Roberts believes that the rhyme "Goosey, goosey gander, where do you wander? Upstairs and downstairs and in my lady's chamber" is an allusion to prostitutes -- commonly known as geese in the 18th century. The rhyme also hints at the spread of venereal disease, which was known as "goose bumps" because of the swellings it caused.
Meanwhile, he says, "Oranges and Lemons," widely seen as a guide to the city of London, is a vulgar wedding song in which the line "here comes a candle to light you to bed" refers to the bride tempting her bridegroom; "here comes a chopper to chop off your head" suggests the woman losing her virginity, or "maidenhead."
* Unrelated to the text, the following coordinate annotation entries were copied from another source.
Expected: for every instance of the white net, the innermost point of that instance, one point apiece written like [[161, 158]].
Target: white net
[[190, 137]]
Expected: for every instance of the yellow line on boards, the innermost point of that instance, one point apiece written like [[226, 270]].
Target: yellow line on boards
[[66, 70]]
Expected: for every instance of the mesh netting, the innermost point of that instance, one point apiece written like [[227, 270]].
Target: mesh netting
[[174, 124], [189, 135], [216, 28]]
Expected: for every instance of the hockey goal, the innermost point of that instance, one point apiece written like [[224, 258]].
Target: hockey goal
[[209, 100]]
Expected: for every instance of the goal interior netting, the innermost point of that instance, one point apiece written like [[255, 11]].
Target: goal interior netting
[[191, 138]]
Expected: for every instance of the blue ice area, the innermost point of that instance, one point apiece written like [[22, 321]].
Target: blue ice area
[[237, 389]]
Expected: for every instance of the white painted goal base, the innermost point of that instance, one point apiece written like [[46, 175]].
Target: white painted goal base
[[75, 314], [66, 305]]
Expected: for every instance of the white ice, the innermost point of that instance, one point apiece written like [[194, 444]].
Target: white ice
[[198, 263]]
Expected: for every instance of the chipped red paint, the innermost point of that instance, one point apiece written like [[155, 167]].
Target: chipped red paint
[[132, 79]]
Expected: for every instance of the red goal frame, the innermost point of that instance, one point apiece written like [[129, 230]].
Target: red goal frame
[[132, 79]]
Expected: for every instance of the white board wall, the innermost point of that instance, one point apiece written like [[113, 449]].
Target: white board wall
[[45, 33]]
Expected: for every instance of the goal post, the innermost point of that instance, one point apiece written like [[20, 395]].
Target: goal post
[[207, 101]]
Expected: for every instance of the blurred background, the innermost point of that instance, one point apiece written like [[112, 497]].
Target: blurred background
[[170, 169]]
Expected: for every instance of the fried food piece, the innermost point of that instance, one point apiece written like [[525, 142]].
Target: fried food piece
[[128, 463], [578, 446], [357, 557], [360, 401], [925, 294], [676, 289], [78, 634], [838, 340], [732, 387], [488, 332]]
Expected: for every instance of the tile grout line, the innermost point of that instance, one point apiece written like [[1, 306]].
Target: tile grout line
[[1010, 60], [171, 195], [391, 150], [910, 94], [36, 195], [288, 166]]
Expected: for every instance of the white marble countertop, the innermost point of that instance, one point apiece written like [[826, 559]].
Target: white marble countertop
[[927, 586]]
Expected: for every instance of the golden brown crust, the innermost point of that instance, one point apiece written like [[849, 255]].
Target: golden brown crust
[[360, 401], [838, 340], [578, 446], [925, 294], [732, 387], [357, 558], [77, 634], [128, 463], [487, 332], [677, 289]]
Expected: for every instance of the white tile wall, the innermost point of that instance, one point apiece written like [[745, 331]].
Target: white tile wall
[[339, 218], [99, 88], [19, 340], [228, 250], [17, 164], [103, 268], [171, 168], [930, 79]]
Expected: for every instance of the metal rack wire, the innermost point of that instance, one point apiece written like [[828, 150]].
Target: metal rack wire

The Opies do not allude to such readings. Yet they record the alternate second verse of "Jack and Jill" and agree with Roberts that the reference to "cockles" in "Mary, Mary Quite Contrary," refers to cuckolds in what Roberts believes is the promiscuous court of Mary, Queen of Scots, who ruled in the mid-1500s.
Like Roberts, the "Oxford Dictionary of Nursery Rhymes" authors record an alternate version of "See Saw, Marjorie Daw" that refers to Marjorie as a "filthy slut" who decided to "sell her bed and lay on muck."
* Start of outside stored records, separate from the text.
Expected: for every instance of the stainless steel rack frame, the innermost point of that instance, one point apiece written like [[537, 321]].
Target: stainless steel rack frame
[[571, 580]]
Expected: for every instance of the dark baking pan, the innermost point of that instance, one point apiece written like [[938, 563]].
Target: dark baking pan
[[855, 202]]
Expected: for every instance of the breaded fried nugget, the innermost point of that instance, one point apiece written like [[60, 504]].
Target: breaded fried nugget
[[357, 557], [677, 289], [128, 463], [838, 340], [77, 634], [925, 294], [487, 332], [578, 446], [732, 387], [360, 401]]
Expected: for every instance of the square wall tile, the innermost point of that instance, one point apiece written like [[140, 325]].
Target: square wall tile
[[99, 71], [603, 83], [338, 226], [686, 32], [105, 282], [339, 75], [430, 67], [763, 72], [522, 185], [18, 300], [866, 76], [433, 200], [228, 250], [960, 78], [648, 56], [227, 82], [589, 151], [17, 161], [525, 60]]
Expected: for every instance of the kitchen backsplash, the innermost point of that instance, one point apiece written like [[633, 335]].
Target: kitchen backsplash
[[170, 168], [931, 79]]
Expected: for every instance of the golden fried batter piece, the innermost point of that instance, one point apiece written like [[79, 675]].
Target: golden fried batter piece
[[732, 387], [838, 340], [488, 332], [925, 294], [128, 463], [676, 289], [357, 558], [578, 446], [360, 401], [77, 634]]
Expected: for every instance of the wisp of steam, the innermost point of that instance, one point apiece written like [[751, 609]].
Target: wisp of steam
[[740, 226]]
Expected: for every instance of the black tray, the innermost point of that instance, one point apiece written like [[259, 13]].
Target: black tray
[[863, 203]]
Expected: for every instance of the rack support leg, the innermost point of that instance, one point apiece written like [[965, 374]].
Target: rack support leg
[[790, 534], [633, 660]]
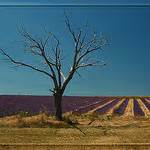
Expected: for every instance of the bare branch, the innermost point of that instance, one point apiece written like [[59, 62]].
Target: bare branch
[[24, 64]]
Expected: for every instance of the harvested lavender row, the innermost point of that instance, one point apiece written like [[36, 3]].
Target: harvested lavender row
[[121, 109], [79, 103], [137, 109], [105, 108], [92, 106], [145, 103]]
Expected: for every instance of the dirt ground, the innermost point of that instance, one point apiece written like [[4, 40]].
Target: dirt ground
[[100, 132]]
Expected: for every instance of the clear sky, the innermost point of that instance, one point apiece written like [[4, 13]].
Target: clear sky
[[128, 67]]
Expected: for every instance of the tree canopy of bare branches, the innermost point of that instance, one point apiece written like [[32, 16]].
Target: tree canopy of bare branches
[[85, 46]]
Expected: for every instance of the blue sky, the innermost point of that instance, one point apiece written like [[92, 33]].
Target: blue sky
[[128, 67]]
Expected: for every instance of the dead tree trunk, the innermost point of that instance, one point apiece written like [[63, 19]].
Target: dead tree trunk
[[58, 105]]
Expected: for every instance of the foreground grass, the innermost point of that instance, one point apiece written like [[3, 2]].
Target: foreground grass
[[94, 135], [42, 132]]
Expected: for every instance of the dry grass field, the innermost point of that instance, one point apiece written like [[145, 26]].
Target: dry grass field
[[42, 132]]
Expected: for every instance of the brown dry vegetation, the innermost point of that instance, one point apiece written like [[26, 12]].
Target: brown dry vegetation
[[42, 129]]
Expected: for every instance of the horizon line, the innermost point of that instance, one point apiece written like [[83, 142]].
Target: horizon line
[[70, 5]]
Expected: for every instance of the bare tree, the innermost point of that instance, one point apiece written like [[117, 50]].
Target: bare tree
[[87, 47]]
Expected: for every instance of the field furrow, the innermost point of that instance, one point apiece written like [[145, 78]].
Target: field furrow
[[110, 112], [144, 108], [107, 107], [129, 109]]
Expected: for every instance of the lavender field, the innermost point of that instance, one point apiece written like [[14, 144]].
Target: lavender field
[[10, 105]]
"Some nursery rhymes were clearly adult rhymes that were sung to children because they were the only rhymes an adult knew," Roberts said. "Others were deliberately created as a simple way to tell children a story or give them information. Religion, sex, money and social issues are all common themes."
After a lifetime of studying old texts, the Opies concluded that most nursery rhymes are fragments of ballads or folk songs, ancient customs and rituals, street cries or mummers' plays. Others are based on proverbs or refrains of tunes sung by soldiers, they said.
They agree with Roberts that most of the rhymes "were not in the first place composed for children; in fact many are survivals of an adult code of joviality, and in their original wording were, by present standards, strikingly unsuitable for those of tender years."
Most of the experts believe the rhymes date from the early 17th century.
Increasing freedom of speech and communication later reduced the need for allegorical speech, but in the late 19th century under the Victorians, who viewed children as innocents, many of the original rhymes were reworked into collections for the young.